Assume we have two real symmetric $n\times n$ matrices: $A, B$. We can easily test their similarity: $\textrm{Tr}(A^k)=\textrm{Tr}(B^k)$ for $k=1..n$. In this case both can be rotated to the same diagonal matrix $D=\textrm{diag}(\{\lambda_i\})$ made of their eigenvalues - there exist orthogonal $O_A,O_B$ such that:

$$O_A A O_A^T=D=O_B^T BO_B\qquad \textrm{hence}\qquad B=(O_B O_A)A(O_B O_A)^T$$

making $(O_B O_A)$ a change of basis matrix between them. However, there are more of them if eigenspectrum is degenerated: we can insert $D=S^TDS$ to above equation for any orthogonal $S$ rotating inside blocks of identical values of $D$ (degenerated eigenvalues). It allows to characterize the space of change of basis matrices between $A$ and $B$: $$\mathbf{O}:=\{O:OO^T=I, B=O^T A O\} = \{O_B S O_A: D=S^T DS,\ S^TS=I\} $$

The general question is how to reduce possible $O$ by some additional tests? (beside $\forall_k \textrm{Tr}(A^k)=\textrm{Tr}(B^k)$)

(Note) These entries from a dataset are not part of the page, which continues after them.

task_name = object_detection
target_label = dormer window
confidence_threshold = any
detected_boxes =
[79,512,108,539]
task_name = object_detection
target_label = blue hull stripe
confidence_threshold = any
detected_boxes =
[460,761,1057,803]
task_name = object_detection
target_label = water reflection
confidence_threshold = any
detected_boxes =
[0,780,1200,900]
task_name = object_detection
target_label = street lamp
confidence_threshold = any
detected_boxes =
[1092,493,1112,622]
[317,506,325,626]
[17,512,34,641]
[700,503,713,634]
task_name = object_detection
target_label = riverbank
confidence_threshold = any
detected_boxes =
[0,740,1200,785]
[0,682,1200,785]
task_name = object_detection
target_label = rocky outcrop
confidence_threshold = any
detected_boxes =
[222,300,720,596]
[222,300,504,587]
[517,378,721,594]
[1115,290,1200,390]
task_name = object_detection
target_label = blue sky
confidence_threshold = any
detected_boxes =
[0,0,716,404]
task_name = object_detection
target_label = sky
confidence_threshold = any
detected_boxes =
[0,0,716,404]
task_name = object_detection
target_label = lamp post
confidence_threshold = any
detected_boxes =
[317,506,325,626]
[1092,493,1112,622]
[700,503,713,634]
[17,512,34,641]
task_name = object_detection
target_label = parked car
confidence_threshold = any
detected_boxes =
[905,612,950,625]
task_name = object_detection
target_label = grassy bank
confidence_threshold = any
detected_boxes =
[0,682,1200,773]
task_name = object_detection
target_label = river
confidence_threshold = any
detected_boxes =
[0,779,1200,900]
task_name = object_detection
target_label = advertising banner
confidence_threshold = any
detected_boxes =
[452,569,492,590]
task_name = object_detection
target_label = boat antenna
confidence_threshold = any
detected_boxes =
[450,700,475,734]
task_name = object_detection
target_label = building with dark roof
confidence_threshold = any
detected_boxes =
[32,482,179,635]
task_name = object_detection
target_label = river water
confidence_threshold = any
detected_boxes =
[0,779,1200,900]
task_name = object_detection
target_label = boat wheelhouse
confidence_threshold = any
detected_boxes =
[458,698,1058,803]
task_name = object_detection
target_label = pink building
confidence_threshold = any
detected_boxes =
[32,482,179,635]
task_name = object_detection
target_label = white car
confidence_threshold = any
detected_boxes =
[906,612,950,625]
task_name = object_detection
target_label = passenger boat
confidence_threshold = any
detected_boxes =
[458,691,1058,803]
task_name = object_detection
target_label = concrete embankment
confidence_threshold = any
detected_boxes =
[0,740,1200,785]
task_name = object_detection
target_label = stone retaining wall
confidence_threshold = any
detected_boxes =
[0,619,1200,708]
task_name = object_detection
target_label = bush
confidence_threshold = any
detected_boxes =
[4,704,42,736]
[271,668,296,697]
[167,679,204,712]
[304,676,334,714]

Being able to reduce it to permutations only, we would solve the graph isomorphism problem. Its hardest cases are strongly regular graphs(SRG) - which adjacency matrices are very degenerated: have always only 3 unique eigenvalues, making $\mathbf{O}$ very large - it seems difficult to test if such $\mathbf{O}$ contains a permutation (which would define graph isomorphism).

I have recently found such test which distinguishes at least some SRGs (all I have tested - file):

$$t(A)_{ab}=\sum_{ij} A_{ai} A_{aj} A_{ij} A_{ib} A_{jb}\quad \textrm{and checking}\quad\forall_{k=1..n}\textrm{Tr}(t(A)^k)=^? \textrm{Tr}(t(B)^k)$$ Hence such agreement allows to restrict the original $\mathbf{O}$ set of possible similarity matrices, still containing permutations: $t(P^TAP)=P^T\, t(A)\, P$ for any permutation $P$ (often not true for orthogonal non-permutations).

The question is how to characterize this restriction? What is $\{O:OO^T=I, B=O^T A O\}$ additionally knowing that $\forall_k \textrm{Tr}(t(A)^k)=\textrm{Tr}(t(B)^k))$?

Understanding it, we might be able to choose more tests allowing to restrict to permutations only - solving the graph isomorphism problem, hopefully in polynomial time.

Update: From combinatorics, adjacency matrix perspective, $t(A)$ counts some subgraphs: number of common neighbors of $a,b$ which are neighbors (not restricted in strongly regular graphs). It will not work for longer paths, which can be included if using powers of adjacency matrices - consider generalized:

$$t^{\mathbf{l}}(A)_{ab}=\sum_{ij} (A^{l_1})_{ai} (A^{l_2})_{aj} (A^{l_3})_{ij} (A^{l_4})_{ib} (A^{l_5})_{jb} $$ and test $\forall_{\mathbf{l}\in \{1..n\}^5} \forall_{k=1..n} \textrm{Tr}(t^\mathbf{l}(A)^k)=\textrm{Tr}(t^\mathbf{l}(B)^k))$.

This way still in polynomial time we test $n^6$ invariants - instead of previous $n$. As the space of possibilities $\mathbf{O}$ is pessimistically $\sim n^2$ dimensional, $n$ invariants are not sufficient to restrict to permutations only (ensuring graph isomorphism if they agree), but e.g. $n^3$ invariants should be sufficient if independent enough (?)

How to prove sufficiency of e.g. such $n^6$ invariants or some other systematic construction?